In the present study, the electrochemical oxidation of real wastewaters discharged by textile industry was carried out using a boron-doped diamond (BDD) anode. The effect of operational variables, such as applied current density (20–100 mA·cm−2), NaCl concentration added to the real wastewaters (0–3 g·L−1), and pH value (2.0–10.0), on the kinetics of COD oxidation and on the energy consumption was carefully investigated. The obtained experimental results could be well matched with a proposed kinetic model, in which the indirect oxidation mediated by electrogenerated strong oxidants would be described through a pseudo-first-order kinetic constant k. Values of k exhibited a linear increase with increasing applied current density and decreasing pH value, and an exponential increase with NaCl concentration.
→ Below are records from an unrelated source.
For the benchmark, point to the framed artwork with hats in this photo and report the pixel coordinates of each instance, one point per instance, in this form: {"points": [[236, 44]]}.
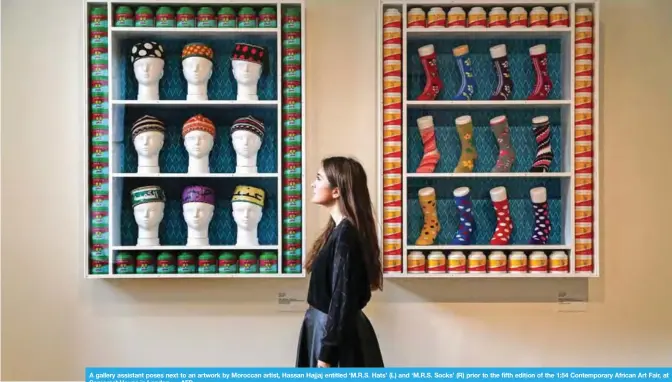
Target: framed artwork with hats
{"points": [[196, 128]]}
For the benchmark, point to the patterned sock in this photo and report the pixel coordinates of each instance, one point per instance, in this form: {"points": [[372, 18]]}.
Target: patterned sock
{"points": [[542, 133], [431, 226], [433, 83], [504, 82], [431, 154], [468, 87], [542, 223], [504, 228], [500, 127], [464, 207], [543, 84], [466, 131]]}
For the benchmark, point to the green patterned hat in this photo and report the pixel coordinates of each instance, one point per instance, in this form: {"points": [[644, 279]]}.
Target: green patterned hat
{"points": [[147, 194]]}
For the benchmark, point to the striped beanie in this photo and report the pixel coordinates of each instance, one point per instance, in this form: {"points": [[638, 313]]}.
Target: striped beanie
{"points": [[198, 122], [250, 124], [147, 123]]}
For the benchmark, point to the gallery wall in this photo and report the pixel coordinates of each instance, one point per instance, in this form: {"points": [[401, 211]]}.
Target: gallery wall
{"points": [[55, 323]]}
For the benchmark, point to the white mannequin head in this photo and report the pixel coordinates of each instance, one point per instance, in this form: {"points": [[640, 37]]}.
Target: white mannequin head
{"points": [[148, 134], [148, 64], [199, 138], [247, 135], [197, 66], [148, 209], [247, 67], [247, 210], [198, 207]]}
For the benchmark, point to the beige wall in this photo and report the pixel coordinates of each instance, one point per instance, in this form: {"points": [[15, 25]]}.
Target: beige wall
{"points": [[212, 322]]}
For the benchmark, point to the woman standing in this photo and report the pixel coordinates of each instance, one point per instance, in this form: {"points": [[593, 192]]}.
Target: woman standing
{"points": [[345, 268]]}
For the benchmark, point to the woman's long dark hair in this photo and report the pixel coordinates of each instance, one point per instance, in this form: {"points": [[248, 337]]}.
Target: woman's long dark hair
{"points": [[355, 204]]}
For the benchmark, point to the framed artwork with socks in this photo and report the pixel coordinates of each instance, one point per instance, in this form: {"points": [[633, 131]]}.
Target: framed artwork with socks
{"points": [[488, 130], [196, 139]]}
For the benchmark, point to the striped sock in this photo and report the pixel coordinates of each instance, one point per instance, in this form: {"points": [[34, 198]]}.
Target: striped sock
{"points": [[542, 134], [431, 154]]}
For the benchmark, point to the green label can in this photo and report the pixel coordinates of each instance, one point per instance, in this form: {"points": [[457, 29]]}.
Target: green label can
{"points": [[206, 263], [228, 263], [226, 18], [268, 18], [186, 263], [268, 262], [165, 263], [123, 263], [247, 263], [144, 263], [247, 18], [100, 264]]}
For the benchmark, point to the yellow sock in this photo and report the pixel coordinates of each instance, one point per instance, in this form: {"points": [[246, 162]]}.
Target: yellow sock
{"points": [[431, 227], [469, 155]]}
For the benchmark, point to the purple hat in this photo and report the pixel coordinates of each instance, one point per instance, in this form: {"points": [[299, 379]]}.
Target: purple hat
{"points": [[198, 194]]}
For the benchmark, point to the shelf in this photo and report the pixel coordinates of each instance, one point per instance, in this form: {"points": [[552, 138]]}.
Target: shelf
{"points": [[198, 276], [191, 104], [491, 175], [154, 32], [518, 104], [194, 176], [488, 33], [489, 275], [477, 247], [134, 248]]}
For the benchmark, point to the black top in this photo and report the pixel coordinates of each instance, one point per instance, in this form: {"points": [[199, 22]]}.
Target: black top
{"points": [[339, 286]]}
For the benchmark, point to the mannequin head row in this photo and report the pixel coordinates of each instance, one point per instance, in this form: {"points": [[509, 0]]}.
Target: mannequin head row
{"points": [[148, 59], [198, 134], [198, 208]]}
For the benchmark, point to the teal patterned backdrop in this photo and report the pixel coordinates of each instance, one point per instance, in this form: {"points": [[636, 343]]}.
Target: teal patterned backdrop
{"points": [[222, 85], [173, 158], [173, 229], [518, 191], [522, 71], [448, 141]]}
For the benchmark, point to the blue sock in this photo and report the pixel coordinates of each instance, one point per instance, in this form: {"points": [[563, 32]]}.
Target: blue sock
{"points": [[466, 227], [468, 87]]}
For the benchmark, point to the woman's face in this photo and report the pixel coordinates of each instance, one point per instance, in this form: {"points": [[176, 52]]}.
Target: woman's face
{"points": [[323, 194]]}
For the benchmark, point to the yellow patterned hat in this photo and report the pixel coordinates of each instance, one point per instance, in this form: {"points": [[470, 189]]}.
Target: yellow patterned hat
{"points": [[197, 49], [249, 194]]}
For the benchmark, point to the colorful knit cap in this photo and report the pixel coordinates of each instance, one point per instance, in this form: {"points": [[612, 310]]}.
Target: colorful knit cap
{"points": [[249, 123], [198, 122], [198, 194], [147, 194], [147, 123], [197, 49], [146, 49], [248, 194], [249, 52]]}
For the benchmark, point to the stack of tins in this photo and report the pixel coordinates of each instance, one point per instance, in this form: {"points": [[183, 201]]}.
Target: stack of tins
{"points": [[99, 135], [291, 139], [392, 114], [583, 119]]}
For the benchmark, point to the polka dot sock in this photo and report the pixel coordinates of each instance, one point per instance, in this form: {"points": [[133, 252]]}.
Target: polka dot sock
{"points": [[466, 227], [431, 227], [504, 228], [542, 224]]}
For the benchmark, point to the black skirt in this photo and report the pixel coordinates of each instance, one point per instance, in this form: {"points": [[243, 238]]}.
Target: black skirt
{"points": [[359, 346]]}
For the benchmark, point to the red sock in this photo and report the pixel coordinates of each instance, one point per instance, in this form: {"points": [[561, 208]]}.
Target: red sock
{"points": [[543, 84], [502, 234], [434, 84]]}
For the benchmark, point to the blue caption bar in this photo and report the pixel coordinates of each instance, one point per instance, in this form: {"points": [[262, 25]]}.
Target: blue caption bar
{"points": [[103, 374]]}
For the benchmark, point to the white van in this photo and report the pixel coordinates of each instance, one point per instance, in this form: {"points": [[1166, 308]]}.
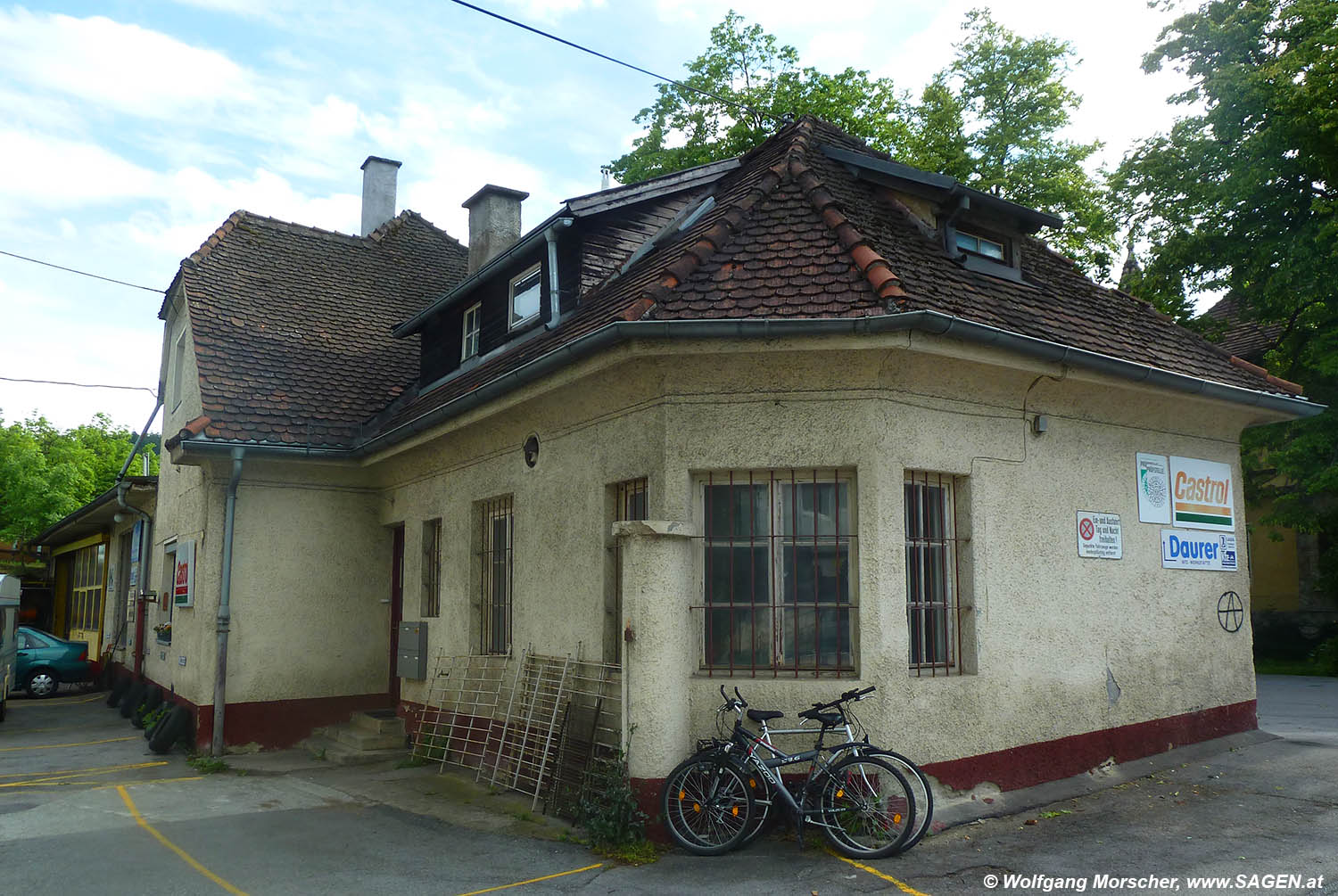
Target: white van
{"points": [[10, 590]]}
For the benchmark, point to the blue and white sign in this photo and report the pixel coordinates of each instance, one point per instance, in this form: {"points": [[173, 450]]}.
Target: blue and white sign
{"points": [[1185, 550]]}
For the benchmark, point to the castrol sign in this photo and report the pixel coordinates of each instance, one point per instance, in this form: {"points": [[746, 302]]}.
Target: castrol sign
{"points": [[1201, 495]]}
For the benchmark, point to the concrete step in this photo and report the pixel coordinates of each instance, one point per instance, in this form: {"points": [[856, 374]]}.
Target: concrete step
{"points": [[337, 753], [361, 738], [380, 721]]}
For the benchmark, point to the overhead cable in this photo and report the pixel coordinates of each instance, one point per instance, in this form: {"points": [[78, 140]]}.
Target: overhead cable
{"points": [[625, 64], [75, 270]]}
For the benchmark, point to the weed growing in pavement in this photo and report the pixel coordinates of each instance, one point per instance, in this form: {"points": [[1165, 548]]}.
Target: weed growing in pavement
{"points": [[609, 813], [206, 764]]}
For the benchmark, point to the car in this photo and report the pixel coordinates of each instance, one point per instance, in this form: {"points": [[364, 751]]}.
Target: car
{"points": [[45, 661]]}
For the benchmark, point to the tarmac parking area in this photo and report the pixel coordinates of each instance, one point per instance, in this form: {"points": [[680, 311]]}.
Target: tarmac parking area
{"points": [[83, 802]]}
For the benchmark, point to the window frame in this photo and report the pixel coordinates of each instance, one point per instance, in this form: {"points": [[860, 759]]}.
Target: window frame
{"points": [[1004, 257], [934, 625], [471, 336], [497, 614], [514, 321], [784, 621]]}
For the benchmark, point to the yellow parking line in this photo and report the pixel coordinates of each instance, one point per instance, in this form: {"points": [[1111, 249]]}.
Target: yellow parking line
{"points": [[58, 701], [904, 888], [136, 784], [88, 770], [55, 746], [534, 880], [181, 853]]}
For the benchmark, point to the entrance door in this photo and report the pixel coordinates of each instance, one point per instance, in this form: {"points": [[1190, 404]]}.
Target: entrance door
{"points": [[396, 606]]}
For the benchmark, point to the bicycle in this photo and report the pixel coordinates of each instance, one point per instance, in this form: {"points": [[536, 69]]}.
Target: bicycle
{"points": [[862, 802], [842, 719]]}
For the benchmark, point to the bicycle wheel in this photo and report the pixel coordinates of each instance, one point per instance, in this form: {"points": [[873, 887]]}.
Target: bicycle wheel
{"points": [[867, 808], [921, 789], [706, 805]]}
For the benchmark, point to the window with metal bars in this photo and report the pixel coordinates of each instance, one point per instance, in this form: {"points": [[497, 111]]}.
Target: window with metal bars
{"points": [[779, 572], [933, 601], [629, 503], [497, 531], [431, 604]]}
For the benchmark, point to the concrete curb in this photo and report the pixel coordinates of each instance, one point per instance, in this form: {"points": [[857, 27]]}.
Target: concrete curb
{"points": [[960, 808]]}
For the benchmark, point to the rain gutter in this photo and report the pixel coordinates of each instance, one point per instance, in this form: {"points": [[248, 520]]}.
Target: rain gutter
{"points": [[925, 321]]}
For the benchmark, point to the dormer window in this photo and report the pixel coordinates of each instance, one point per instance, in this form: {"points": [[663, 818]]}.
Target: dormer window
{"points": [[470, 332], [984, 246], [524, 297]]}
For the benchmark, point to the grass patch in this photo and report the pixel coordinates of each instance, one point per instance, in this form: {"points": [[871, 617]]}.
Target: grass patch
{"points": [[632, 853], [206, 764]]}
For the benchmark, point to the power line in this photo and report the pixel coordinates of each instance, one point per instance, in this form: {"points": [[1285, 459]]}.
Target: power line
{"points": [[72, 270], [83, 385], [618, 62]]}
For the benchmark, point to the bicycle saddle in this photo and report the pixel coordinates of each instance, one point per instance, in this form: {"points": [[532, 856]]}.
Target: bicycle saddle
{"points": [[764, 714]]}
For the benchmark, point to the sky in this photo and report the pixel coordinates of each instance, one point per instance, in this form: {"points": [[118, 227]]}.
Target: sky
{"points": [[128, 131]]}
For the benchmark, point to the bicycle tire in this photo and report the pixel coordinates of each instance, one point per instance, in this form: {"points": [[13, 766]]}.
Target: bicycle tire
{"points": [[921, 789], [706, 805], [867, 808]]}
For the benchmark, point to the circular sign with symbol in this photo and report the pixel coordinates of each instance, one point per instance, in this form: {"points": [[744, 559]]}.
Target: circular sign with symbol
{"points": [[1231, 612]]}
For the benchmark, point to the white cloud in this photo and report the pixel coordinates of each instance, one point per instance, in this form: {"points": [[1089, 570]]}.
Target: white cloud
{"points": [[117, 67]]}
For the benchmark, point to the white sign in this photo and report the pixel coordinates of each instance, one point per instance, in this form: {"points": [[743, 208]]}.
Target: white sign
{"points": [[1153, 489], [184, 578], [1201, 495], [1099, 535], [1182, 550]]}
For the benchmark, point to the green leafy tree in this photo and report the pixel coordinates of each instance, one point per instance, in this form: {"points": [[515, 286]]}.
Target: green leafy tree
{"points": [[1005, 95], [751, 82], [1241, 194], [47, 473]]}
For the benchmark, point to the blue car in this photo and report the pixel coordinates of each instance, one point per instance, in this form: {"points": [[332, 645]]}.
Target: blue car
{"points": [[45, 661]]}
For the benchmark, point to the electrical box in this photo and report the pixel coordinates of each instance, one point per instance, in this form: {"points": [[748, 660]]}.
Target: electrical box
{"points": [[411, 653]]}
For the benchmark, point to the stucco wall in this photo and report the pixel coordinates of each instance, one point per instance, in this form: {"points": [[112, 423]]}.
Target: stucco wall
{"points": [[1045, 623]]}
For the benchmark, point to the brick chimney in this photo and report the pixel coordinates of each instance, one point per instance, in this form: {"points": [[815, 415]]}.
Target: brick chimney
{"points": [[494, 222], [377, 192]]}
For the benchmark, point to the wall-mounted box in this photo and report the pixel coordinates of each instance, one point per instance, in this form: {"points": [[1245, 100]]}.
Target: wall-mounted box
{"points": [[411, 652]]}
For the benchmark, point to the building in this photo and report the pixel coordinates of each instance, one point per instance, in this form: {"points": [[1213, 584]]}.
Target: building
{"points": [[789, 422], [93, 566]]}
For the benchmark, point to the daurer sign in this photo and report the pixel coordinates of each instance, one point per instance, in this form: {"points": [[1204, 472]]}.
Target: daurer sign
{"points": [[1201, 495]]}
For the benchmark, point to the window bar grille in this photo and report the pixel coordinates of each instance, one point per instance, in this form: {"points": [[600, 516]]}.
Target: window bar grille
{"points": [[497, 577], [631, 503]]}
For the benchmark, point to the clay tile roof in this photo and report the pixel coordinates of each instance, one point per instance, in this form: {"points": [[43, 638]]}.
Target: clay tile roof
{"points": [[291, 324]]}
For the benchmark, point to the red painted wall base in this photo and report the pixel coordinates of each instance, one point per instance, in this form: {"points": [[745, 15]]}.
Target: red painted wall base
{"points": [[275, 724], [1030, 764]]}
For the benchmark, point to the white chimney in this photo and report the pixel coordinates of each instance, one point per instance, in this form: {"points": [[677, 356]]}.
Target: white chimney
{"points": [[377, 192], [494, 222]]}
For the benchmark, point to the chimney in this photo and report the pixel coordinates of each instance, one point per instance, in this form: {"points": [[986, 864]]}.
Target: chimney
{"points": [[377, 192], [494, 222]]}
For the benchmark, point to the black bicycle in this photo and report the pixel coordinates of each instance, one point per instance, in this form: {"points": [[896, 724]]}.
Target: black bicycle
{"points": [[717, 799]]}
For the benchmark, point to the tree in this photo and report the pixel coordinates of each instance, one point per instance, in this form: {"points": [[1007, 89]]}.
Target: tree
{"points": [[751, 82], [1014, 102], [47, 473], [989, 119], [1241, 194]]}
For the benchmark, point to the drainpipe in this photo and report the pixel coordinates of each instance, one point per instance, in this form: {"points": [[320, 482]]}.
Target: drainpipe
{"points": [[551, 235], [225, 612], [145, 540]]}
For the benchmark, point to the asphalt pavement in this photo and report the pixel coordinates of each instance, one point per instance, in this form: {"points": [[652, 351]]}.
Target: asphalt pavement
{"points": [[83, 804]]}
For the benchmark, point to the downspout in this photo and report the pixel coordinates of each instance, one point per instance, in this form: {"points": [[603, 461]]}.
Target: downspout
{"points": [[225, 612], [551, 235]]}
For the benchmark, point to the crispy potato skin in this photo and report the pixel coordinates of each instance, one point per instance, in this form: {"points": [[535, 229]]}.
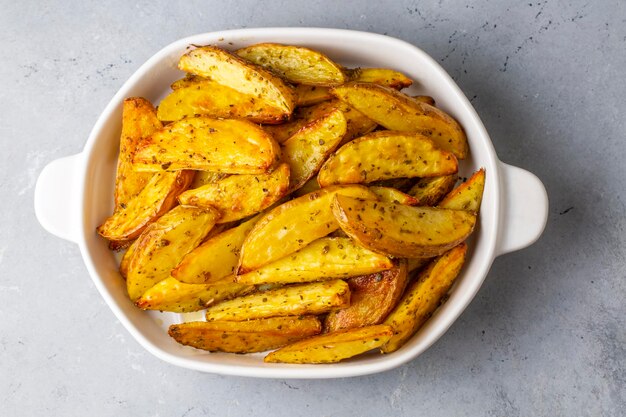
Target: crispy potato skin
{"points": [[402, 231], [226, 146], [293, 225], [296, 64], [397, 111], [372, 297], [385, 155], [423, 296], [239, 196], [332, 347], [312, 298], [325, 258], [244, 337], [164, 243]]}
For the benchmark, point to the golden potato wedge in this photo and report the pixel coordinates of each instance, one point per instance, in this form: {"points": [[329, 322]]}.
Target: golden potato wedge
{"points": [[308, 148], [138, 121], [384, 155], [226, 146], [312, 298], [232, 71], [333, 347], [156, 198], [397, 111], [293, 225], [172, 295], [392, 195], [209, 98], [164, 243], [216, 258], [296, 64], [246, 336], [423, 296], [429, 191], [323, 259], [239, 196], [372, 297], [402, 231], [468, 195]]}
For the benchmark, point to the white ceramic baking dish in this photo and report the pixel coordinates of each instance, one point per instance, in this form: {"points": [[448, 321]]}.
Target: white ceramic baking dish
{"points": [[74, 194]]}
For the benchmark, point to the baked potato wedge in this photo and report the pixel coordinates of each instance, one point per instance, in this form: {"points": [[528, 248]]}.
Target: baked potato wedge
{"points": [[232, 71], [296, 64], [333, 347], [399, 230], [226, 146], [156, 198], [423, 296], [372, 297], [216, 258], [385, 155], [164, 243], [429, 191], [172, 295], [138, 121], [244, 337], [397, 111], [468, 195], [239, 196], [303, 299], [308, 148], [323, 259], [293, 225]]}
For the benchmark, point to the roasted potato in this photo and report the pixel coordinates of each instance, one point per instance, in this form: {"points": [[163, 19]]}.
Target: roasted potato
{"points": [[323, 259], [226, 146], [333, 347], [372, 297], [399, 230], [385, 155], [312, 298], [244, 337], [397, 111], [164, 243], [423, 297]]}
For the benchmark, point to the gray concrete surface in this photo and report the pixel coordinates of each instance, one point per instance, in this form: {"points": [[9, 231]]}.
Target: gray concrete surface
{"points": [[546, 334]]}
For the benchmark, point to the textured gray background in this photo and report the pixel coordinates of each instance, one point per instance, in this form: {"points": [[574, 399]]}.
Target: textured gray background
{"points": [[546, 333]]}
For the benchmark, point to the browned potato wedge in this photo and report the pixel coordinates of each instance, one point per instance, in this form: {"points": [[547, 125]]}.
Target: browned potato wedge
{"points": [[402, 231], [313, 298], [216, 258], [397, 111], [429, 191], [179, 297], [156, 198], [468, 195], [244, 337], [323, 259], [423, 297], [333, 347], [164, 243], [227, 146], [308, 148], [239, 196], [391, 195], [385, 155], [232, 71], [293, 225], [138, 121], [372, 297], [296, 64], [209, 98]]}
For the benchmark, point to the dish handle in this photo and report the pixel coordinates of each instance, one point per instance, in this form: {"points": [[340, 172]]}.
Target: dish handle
{"points": [[56, 195], [524, 203]]}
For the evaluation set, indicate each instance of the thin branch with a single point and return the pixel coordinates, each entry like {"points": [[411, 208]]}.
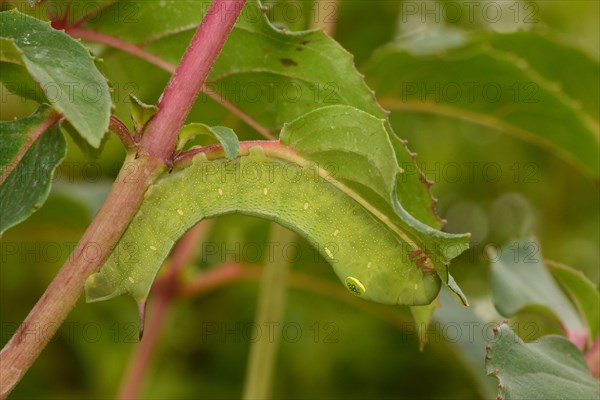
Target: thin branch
{"points": [[325, 17], [52, 119], [114, 42], [226, 274], [270, 308], [127, 47], [162, 294], [178, 97], [124, 198]]}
Furthermore, high oxidation kinetics resulted in low specific energy consumption, but this conclusion was not suitable to the results obtained under different applied current density. Under the optimum operational conditions, it only took 3 h to complete remove the COD in the real textile wastewaters and the specific energy consumption could be as low as 11.12 kWh·kg−1 COD. The obtained results, low energy consumption and short electrolysis time, allowed to conclude that the electrochemical oxidation based on BDD anodes would have practical industrial application for the treatment of real textile wastewater.